Publié le 2025-10-03 20:41:00. Le ministre des Finances a annoncé que le prochain budget ne comportera aucune modification des impôts directs des particuliers. Cette décision s’inscrit dans une enveloppe budgétaire globale de 9,4 milliards d’euros, dont la priorité est donnée à la création et à la préservation d’emplois ainsi qu’à l’investissement.
- Aucune augmentation ou baisse des impôts personnels n’est prévue dans le budget à venir.
- Le volet fiscal du budget s’élèvera à 1,5 milliard d’euros, axé sur la compétitivité et l’investissement.
- La prudence budgétaire limite la marge de manœuvre pour des mesures fiscales plus ambitieuses.
Lors d’une conférence de presse vendredi, Paschal Donohoe, ministre des Finances, a clairement indiqué sa stratégie pour le budget 2026. « La chose la plus importante que nous puissions faire […] est de mettre en place les mesures qui aideront à garder des emplois dans notre pays, à garder ce que nous avons et à obtenir plus d’emplois à l’avenir », a-t-il déclaré. Il a précisé que la fiscalité sera orientée vers l’amélioration de la compétitivité nationale et le soutien aux investissements économiques. Par conséquent, le gouvernement privilégie ces leviers plutôt que de modifier la fiscalité des particuliers.

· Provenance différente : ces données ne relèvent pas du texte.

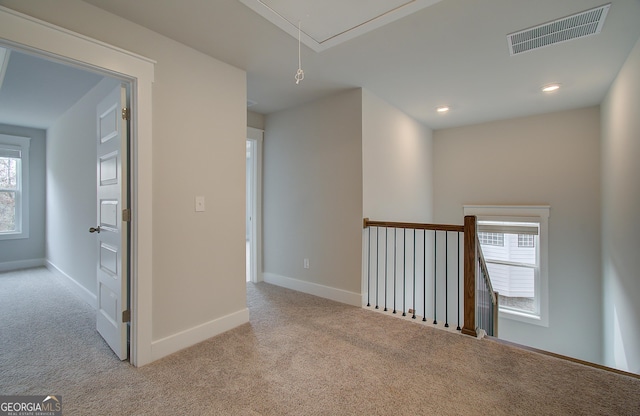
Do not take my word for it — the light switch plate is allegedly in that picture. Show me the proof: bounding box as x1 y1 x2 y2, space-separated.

Le ministre a détaillé l’enveloppe globale du budget 2026, qui s’élève à 9,4 milliards d’euros. Cette somme se répartit en 7,9 milliards d’euros de dépenses publiques supplémentaires et 1,5 milliard d’euros dédiés aux mesures fiscales. Concernant cette dernière enveloppe, Paschal Donohoe a souligné qu’elle représente la plus importante jamais mise en œuvre dans l’économie nationale. Il a justifié la focalisation sur les emplois et l’investissement par la nécessité de ne pas compromettre l’assiette fiscale ni la solidité des finances publiques.
« Si nous allions au-delà de 1,5 milliard d’euros, cela couvre le risque au fil du temps de réduire notre assiette fiscale et de saper la sécurité dans nos finances publiques et la capacité de payer nos services publics à l’avenir. »

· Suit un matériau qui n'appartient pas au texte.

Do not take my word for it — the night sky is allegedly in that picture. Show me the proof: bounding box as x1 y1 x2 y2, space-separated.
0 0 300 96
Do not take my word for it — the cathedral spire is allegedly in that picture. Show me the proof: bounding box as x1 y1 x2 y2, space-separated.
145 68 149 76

Paschal Donohoe, ministre des Finances
Le ministre a rappelé que des mesures passées, comme l’indexation des tranches fiscales, avaient déjà représenté un coût d’environ 1,2 à 1,3 milliard d’euros. Il a ajouté que la somme de toutes les demandes formulées pour ce budget dépasserait les limites jugées raisonnables pour l’économie. La priorité actuelle est donc de définir comment optimiser cet investissement pour stimuler l’économie et sécuriser l’emploi.

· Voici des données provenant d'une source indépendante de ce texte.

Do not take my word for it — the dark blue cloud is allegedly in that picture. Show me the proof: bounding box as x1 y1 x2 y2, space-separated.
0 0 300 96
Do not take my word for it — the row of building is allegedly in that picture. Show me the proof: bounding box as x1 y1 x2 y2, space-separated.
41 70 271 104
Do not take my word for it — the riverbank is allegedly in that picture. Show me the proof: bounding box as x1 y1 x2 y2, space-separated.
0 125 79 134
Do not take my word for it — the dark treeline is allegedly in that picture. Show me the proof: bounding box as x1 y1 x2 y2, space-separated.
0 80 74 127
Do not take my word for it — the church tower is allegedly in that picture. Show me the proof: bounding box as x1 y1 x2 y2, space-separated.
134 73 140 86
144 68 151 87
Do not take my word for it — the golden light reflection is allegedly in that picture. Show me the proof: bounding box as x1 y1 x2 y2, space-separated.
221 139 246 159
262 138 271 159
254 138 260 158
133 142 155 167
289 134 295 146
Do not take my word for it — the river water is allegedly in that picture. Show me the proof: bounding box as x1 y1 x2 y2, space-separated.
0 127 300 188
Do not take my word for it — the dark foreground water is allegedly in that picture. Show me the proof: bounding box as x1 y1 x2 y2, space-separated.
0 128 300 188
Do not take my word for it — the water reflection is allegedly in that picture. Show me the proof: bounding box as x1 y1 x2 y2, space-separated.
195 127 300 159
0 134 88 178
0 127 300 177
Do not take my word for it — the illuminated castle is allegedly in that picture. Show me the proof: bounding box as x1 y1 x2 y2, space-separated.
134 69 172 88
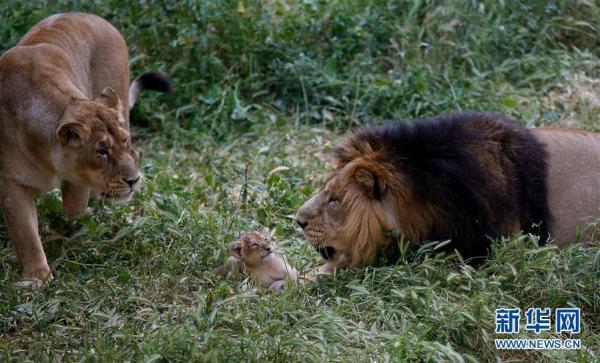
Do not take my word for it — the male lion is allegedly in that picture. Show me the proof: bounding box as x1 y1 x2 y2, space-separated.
296 113 600 271
0 13 170 288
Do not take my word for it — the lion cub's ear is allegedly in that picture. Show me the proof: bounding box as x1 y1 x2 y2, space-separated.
354 168 385 199
262 227 271 238
56 121 90 146
229 241 242 260
95 87 123 113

Par ailleurs, Jack Chambers, ministre des Dépenses publiques, a indiqué que les décisions concernant les primes de bien-être de Noël ne seraient communiquées que mardi. Il a toutefois précisé que ces primes constituaient une mesure récurrente dans plusieurs budgets et que l’approche future en matière de protection sociale privilégierait des « mesures ciblées ».